Cet abandon progressif a abouti à la situation que nous connaissons aujourd’hui, à savoir :

 

Un secteur à honoraires opposables concernant un panier de soins préventifs, conservateurs et chirurgicaux (extractions, dévitalisations, composites, etc.) pris en charge par l'Assurance Maladie à « tarifs imposés », ne pouvant faire l'objet d'aucun « dépassement* ». Ces actes ne sont pas rémunérés à leur juste valeur et sont souvent même en dessous de leur coût de revient. Les difficultés récurrentes de l'Assurance Maladie ont entraîné un désengagement progressif puis systématique, la santé bucco-dentaire des Français n’ayant pas été jugée prioritaire.

 

Un secteur à honoraires libres : il s’agit essentiellement des traitements prothétiques et orthodontiques dont les bases de remboursement restent bloquées depuis bientôt de 27 ans, auxquels on peut ajouter les traitements médicaux et chirurgicaux des maladies parodontales (os et gencives) ou encore les implants.

 

Un secteur à tarif social : les bénéficiaires de la CMU-C bénéficient depuis 2000 d’une prise en charge totale de leurs soins, y compris prothétiques et orthodontiques. Les tarifs des soins délivrés aux bénéficiaires de la CMU-C sont règlementés et n’ont été revus qu’une fois partiellement, en 2006.
Leur valorisation trop basse met à la charge des chirurgiens-dentistes une partie de leur réalisation.
Vouloir résoudre l’accès aux soins prothétiques et orthodontiques en privilégiant la mise en concurrence des chirurgiens-dentistes et en dénonçant l’absence de transparence sur les honoraires est une solution tronquée et inadaptée.

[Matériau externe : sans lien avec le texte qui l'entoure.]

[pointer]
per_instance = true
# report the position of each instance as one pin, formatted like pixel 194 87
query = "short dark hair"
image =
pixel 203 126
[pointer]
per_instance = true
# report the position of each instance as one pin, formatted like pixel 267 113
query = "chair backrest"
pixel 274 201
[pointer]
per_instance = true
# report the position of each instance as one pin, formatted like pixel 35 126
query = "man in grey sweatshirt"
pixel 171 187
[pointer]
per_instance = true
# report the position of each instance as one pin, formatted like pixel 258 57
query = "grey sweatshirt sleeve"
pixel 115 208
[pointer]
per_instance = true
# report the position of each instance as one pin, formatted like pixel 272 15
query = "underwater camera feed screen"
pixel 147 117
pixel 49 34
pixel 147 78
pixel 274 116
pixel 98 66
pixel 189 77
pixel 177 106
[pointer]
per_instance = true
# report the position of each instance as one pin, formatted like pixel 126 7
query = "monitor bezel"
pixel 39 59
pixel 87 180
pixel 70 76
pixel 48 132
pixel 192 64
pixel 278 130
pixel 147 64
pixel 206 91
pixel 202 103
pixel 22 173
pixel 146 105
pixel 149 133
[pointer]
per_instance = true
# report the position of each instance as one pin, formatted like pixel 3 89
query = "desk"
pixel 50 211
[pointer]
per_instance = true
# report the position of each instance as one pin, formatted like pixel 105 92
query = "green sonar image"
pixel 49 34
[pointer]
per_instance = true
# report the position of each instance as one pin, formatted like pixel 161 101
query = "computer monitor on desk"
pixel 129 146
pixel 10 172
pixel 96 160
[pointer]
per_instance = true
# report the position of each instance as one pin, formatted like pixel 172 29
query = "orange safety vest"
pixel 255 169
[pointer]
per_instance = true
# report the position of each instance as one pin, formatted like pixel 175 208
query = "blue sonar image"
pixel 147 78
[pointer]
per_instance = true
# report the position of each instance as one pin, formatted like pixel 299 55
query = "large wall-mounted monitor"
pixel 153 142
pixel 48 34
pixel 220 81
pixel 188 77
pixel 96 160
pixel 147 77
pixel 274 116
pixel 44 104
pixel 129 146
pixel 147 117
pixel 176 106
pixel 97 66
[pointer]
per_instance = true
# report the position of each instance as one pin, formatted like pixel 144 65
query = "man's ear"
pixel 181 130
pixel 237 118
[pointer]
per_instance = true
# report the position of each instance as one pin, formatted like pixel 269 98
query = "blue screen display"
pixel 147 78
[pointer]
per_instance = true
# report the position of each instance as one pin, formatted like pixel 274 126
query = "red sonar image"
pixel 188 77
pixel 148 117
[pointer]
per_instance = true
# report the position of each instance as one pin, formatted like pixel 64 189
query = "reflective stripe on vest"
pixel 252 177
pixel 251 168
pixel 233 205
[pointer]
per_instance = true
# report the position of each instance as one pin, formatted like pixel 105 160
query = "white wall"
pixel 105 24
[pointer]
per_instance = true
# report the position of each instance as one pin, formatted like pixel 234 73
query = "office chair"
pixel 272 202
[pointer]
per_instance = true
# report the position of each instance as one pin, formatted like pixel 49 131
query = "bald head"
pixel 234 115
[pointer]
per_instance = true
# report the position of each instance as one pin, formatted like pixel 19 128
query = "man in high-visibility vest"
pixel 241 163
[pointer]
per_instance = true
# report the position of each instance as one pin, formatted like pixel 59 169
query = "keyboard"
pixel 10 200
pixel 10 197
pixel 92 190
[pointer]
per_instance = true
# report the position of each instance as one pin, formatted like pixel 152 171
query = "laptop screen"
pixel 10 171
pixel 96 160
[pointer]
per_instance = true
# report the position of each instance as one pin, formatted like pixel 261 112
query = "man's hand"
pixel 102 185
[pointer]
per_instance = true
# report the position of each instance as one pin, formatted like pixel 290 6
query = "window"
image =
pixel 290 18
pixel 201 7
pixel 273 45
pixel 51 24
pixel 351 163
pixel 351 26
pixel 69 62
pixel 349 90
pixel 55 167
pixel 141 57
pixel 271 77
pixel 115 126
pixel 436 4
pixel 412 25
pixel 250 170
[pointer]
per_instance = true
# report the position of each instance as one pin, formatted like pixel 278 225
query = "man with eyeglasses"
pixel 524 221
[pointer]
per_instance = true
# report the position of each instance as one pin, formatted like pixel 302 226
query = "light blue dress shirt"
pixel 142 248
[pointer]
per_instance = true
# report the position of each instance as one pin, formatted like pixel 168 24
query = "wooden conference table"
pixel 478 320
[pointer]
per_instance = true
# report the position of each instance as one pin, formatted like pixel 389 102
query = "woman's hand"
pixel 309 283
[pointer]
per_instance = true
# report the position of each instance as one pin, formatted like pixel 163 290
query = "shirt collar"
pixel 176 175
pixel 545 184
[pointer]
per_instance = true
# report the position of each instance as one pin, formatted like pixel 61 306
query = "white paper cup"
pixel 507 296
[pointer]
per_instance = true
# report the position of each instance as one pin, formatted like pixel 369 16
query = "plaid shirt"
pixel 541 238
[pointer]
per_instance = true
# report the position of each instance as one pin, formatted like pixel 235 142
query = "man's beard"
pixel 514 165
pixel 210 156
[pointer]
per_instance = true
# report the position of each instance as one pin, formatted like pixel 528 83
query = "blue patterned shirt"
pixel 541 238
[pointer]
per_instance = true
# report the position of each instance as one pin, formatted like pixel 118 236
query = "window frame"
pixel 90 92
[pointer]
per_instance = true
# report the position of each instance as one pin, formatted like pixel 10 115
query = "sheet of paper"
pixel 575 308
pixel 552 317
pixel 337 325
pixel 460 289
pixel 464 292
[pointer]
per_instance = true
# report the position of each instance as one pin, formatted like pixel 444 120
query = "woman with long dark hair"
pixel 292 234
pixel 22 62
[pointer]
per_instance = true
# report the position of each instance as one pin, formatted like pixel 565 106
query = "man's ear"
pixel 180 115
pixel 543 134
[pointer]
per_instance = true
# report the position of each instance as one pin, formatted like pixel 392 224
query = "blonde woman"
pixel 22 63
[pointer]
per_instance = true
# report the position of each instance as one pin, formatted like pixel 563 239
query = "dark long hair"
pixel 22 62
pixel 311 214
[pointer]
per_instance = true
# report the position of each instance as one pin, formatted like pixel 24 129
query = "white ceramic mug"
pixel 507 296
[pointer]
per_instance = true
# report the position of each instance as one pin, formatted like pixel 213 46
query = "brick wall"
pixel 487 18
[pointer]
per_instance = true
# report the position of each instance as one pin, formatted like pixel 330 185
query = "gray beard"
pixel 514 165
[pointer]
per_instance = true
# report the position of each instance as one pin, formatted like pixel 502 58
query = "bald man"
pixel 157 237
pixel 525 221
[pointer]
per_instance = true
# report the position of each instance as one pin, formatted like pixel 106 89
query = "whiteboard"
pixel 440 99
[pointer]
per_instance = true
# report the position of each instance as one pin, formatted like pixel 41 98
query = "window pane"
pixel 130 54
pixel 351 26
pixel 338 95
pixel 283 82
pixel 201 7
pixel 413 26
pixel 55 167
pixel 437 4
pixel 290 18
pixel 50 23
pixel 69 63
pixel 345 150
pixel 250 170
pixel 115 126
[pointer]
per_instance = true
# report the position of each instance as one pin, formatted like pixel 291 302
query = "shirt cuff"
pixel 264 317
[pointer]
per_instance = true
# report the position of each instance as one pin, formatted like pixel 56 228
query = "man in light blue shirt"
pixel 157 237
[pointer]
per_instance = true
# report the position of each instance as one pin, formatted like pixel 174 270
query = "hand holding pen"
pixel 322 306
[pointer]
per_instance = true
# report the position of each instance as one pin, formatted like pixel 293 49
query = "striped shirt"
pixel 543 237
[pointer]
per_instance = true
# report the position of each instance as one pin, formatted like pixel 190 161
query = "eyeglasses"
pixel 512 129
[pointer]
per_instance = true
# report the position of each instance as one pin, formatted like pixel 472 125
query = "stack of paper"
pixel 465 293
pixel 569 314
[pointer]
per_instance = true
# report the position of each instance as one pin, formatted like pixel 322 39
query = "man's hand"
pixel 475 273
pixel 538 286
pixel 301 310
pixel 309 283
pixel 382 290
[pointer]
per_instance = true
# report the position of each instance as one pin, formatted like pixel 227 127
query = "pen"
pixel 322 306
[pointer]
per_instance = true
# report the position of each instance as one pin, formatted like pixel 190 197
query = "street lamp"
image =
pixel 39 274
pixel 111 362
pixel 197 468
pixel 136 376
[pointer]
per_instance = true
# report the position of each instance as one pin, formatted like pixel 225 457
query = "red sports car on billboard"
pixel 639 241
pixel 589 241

Tenir les seuls chirurgiens-dentistes pour responsables de ces difficultés est une ineptie qui ne résoudra pas le problème de fond. Que dire de la participation de l'Assurance Maladie obligatoire devenue symbolique avec des remboursements inchangés depuis 26 ans et celle de l'Assurance complémentaire qui participe de façon très variable et inégale selon les contrats. Sans oublier l’équilibre financier des cabinets dentaire qui doit tenir compte des coûts de fonctionnement et des charges qui ont, dans le même temps, quasiment doublé.

 

Depuis plus de 30 ans, tous les actes à honoraires libres réalisés par les chirurgiens-dentistes font l'objet d'un devis préalable faisant apparaître le montant du traitement, prothétique ou autre, le remboursement de la Sécurité Sociale et par déduction, le reste à charge. Les mentions obligatoires de ces devis préalables figurent à la Convention Nationale des Chirurgiens-Dentistes. L’article 57 de la loi HPST de 2009 modifié par l’article 13 de la loi Fourcade de 2011 ont fait évoluer le contenu de ce devis. Les parlementaires ont estimé que la mention seule du « prix d’achat » introduite par la loi HPST sur le devis n’était pas de nature à informer totalement le patient**.

 

L’avenant n° 2 à la Convention Dentaire a défini un nouveau modèle et a précisé les modalités de calcul : ce devis décrit le traitement proposé ainsi que les différents matériaux utilisés, il indique le lieu de fabrication du dispositif médical et l’éventuelle sous-traitance, il précise le prix de « vente » du dispositif médical sur mesure proposé correspondant au coût d’élaboration du dispositif médical (coût du laboratoire + certaines charges du cabinet liées à cette fabrication), le montant des prestations de soins assurées par le praticien lors du traitement ainsi que le montant des autres charges de structure du cabinet. L’honoraire correspond à la somme de ces trois montants. En outre, le devis précise le montant restant à charge avant remboursement par l’organisme complémentaire éventuel.

 

Ces dispositions ont été approuvées par avis du Ministère des Affaires Sociales et de la Santé publié au Journal Officiel du 31 juillet 2012.

 

Depuis, ce nouveau devis se met progressivement en place, au fur et à mesure des mises à jour des logiciels métier. Nous avons donc le sentiment d’avoir, avec ce devis, parfaitement répondu à la demande de transparence qui nous était faite, tant sur la construction de nos coûts tenant compte de notre plateau technique que sur l’origine des DMSM.

 

D’où notre surprise, puis notre colère, au vu des déclarations que nous avons vu fleurir depuis le mois de juillet et l’annonce du retour de l’affichage du prix d’achat de la prothèse, sous prétexte, une nouvelle fois, de baisser les prix en instaurant un marché plus concurrentiel.

 

Faut-il rappeler que le seul prix est insuffisant pour juger de la qualité des travaux, que l’importance du plateau technique est tout aussi déterminante et que justement le devis légal actuel donne cette information au patient. Faut-il rappeler qu’aujourd’hui, les patients sont libres de choisir leur chirurgien-dentiste et de faire réaliser plusieurs devis pour les comparer.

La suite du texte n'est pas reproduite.